Il met les mains en entonnoir à sa bouche et crie fort:

“Maître, viens ici. Ce sont des cœurs qui souffrent et qui te désirent.”

“Mais, que dis-tu?! Lui?! Vers nous?! Mais nous sommes des ignobles serviteurs!” Les quatre sont effrayés d’une pareille hardiesse.

“Mais les coups de fouet ne sont pas agréables. Et si ce beau pharisien nous tombe dessus, je ne voudrais pas en avoir une part, moi aussi…” dit Pierre en riant et en secouant de sa grosse main le plus effrayé des quatre.

109.3 – Jésus, qui est en arrière, arrive à longues enjambées. Les quatre ne savent que faire. Ils voudraient courir à sa rencontre, mais le respect les paralyse. Pauvres êtres que la méchanceté humaine a rendus tout à fait craintifs. Ils tombent à plat ventre sur le sol adorant en cette position le Messie qui vient à eux.

“La paix à tous ceux qui me désirent. Qui me désire a le désir du bien et Moi, je J’aime comme un ami. Levez-vous. Qui êtes-vous?”

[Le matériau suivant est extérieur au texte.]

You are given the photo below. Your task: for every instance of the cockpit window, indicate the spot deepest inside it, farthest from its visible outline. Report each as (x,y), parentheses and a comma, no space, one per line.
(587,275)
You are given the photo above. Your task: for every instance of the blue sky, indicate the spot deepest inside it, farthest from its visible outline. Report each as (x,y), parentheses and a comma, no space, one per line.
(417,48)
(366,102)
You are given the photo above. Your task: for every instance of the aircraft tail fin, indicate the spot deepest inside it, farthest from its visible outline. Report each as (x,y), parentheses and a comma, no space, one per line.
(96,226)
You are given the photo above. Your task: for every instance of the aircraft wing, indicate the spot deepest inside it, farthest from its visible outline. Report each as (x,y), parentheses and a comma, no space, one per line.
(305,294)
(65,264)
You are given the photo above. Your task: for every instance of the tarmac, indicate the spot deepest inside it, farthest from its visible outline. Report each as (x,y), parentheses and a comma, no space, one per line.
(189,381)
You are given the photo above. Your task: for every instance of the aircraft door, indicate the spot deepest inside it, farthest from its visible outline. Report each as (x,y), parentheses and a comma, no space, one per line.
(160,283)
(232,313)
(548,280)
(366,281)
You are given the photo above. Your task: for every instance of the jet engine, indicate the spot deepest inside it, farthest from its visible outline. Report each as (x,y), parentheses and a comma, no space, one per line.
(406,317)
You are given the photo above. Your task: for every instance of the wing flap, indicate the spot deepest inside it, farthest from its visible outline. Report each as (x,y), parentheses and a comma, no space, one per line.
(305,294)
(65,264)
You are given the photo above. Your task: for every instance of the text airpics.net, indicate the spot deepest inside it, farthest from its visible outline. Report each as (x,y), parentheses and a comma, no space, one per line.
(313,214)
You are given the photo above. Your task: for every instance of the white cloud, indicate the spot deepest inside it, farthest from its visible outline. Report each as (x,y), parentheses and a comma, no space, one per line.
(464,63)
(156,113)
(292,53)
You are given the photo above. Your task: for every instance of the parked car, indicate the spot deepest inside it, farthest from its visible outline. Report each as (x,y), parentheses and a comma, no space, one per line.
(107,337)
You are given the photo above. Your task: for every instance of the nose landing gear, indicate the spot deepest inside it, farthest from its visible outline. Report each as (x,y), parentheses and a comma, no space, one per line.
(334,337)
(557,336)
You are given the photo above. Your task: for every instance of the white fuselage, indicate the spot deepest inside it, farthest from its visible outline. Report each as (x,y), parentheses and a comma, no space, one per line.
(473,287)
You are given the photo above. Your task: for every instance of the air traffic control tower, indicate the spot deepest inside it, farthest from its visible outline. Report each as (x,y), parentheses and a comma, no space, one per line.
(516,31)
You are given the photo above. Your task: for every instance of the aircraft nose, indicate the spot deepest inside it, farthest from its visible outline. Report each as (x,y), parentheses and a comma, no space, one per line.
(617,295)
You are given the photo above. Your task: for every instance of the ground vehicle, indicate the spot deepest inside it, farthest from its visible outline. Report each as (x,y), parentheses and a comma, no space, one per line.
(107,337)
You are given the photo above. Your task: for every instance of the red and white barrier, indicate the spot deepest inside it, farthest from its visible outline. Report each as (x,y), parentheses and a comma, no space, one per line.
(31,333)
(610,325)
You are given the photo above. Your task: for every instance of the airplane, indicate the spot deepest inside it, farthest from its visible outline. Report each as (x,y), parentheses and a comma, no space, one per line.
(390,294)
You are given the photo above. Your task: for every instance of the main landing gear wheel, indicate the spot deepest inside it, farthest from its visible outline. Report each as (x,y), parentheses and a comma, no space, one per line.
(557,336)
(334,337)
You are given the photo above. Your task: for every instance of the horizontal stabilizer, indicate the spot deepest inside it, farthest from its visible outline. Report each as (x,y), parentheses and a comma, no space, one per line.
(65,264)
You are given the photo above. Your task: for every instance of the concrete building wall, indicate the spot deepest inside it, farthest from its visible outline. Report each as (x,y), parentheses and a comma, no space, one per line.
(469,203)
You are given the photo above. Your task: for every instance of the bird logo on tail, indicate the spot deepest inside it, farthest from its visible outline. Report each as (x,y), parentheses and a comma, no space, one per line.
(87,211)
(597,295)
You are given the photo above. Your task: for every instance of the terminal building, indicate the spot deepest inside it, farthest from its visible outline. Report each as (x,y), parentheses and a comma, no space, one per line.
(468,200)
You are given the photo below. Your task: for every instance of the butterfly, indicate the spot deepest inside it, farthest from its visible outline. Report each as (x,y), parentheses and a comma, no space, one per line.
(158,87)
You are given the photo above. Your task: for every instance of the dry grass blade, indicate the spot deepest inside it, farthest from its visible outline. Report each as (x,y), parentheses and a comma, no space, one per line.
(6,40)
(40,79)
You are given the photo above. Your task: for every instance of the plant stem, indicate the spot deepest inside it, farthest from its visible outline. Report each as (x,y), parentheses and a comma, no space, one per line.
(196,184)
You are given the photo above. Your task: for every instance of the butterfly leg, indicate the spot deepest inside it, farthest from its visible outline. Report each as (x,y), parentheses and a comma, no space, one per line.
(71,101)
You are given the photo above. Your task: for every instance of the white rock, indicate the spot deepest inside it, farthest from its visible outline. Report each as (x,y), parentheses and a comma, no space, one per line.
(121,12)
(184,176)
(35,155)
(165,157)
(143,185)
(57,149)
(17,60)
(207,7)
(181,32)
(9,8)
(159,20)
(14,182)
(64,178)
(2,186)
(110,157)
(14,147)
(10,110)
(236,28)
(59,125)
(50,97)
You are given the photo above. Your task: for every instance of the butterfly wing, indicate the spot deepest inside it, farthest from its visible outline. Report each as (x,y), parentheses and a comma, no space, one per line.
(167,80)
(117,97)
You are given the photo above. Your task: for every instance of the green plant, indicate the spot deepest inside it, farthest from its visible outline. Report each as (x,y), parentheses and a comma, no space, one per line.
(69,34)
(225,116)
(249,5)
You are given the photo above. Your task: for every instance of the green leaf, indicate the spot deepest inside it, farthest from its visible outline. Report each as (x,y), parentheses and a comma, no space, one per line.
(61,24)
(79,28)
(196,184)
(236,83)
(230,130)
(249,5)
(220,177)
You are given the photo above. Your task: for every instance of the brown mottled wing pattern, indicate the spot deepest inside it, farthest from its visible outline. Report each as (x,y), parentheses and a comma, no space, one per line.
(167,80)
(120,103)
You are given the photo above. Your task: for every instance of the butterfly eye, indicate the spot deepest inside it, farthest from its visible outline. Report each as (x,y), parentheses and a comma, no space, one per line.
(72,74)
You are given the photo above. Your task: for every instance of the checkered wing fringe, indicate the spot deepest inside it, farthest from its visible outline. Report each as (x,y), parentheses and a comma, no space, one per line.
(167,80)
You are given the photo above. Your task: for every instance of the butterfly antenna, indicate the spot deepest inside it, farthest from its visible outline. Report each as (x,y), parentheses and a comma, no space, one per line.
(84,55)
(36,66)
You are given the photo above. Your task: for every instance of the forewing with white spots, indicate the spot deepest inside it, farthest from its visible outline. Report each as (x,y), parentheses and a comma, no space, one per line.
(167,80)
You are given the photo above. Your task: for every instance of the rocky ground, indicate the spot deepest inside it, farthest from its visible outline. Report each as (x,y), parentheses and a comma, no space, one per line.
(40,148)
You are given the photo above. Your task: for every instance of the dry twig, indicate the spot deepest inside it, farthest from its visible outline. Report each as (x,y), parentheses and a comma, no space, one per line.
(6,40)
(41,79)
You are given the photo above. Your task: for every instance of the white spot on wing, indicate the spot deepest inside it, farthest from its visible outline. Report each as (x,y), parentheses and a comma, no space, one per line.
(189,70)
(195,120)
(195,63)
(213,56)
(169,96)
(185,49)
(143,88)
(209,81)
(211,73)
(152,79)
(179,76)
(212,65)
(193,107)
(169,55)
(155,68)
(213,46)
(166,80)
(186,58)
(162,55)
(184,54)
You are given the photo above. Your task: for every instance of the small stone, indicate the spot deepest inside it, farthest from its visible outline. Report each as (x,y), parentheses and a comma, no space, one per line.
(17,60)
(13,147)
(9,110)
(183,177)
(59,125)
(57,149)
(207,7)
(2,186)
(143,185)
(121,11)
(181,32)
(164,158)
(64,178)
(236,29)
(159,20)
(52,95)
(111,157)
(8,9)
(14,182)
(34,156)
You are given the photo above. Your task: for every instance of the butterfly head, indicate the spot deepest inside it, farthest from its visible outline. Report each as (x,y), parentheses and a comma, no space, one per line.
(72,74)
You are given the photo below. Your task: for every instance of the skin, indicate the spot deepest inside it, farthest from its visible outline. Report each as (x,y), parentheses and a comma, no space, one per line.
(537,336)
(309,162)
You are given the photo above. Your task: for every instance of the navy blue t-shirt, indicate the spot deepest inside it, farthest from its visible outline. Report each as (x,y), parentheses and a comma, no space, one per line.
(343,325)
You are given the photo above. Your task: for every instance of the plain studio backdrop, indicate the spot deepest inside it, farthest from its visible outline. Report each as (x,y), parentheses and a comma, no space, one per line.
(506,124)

Mais les quatre lèvent à peine le visage et ils restent à genoux et muets.

Pierre parle:

“Ce sont quatre serviteurs du pharisien Yokhanan parent de Doras. Ils voudraient te parler, mais… si lui survient, ils seront frappés à coups de bâtons et alors, je t’ai dit: “Viens”. Debout, garçons. Il ne va pas vous manger! Ayez confiance! Pensez que c’est pour vous un ami.”

“Nous… nous avons entendu parler de Toi… Jonas nous disait…”

“Je viens pour lui. Je sais qu’il m’a annoncé. Que savez-vous de Moi?”

“Que tu es le Messie, qu’il t’a vu tout petit: que les Anges ont chanté la paix aux bons à ton arrivée, que tu as été persécuté… mais que tu t’es sauvé et que maintenant tu as cherché tes bergers et…et que tu les aimes. C’est là, ces dernières choses qu’il disait maintenant. Et nous pensions: s’il est assez bon pour aimer et chercher des bergers, il voudrait sûrement nous faire à nous aussi un peu de bien… Nous avons tant besoin que quelqu’un nous aime…” “Moi je vous aime.

109.4 – Vous souffrez beaucoup?”

“Oh! … Mais ceux de Doras plus encore. Si Yokhanan nous trouvait ici à parler!… Mais aujourd’hui, il est à Guerguesa. Il n’est pas encore revenu des Tabernacles Jésus lui-même va se rendre à Jérusalem pour cette fête. .

Cependant, ce soir, son intendant nous donnera la nourriture après avoir mesuré le travail. Mais n’importe. Nous rattraperons le temps perdu, en nous passant de repos pour le repas de la sixième heure.”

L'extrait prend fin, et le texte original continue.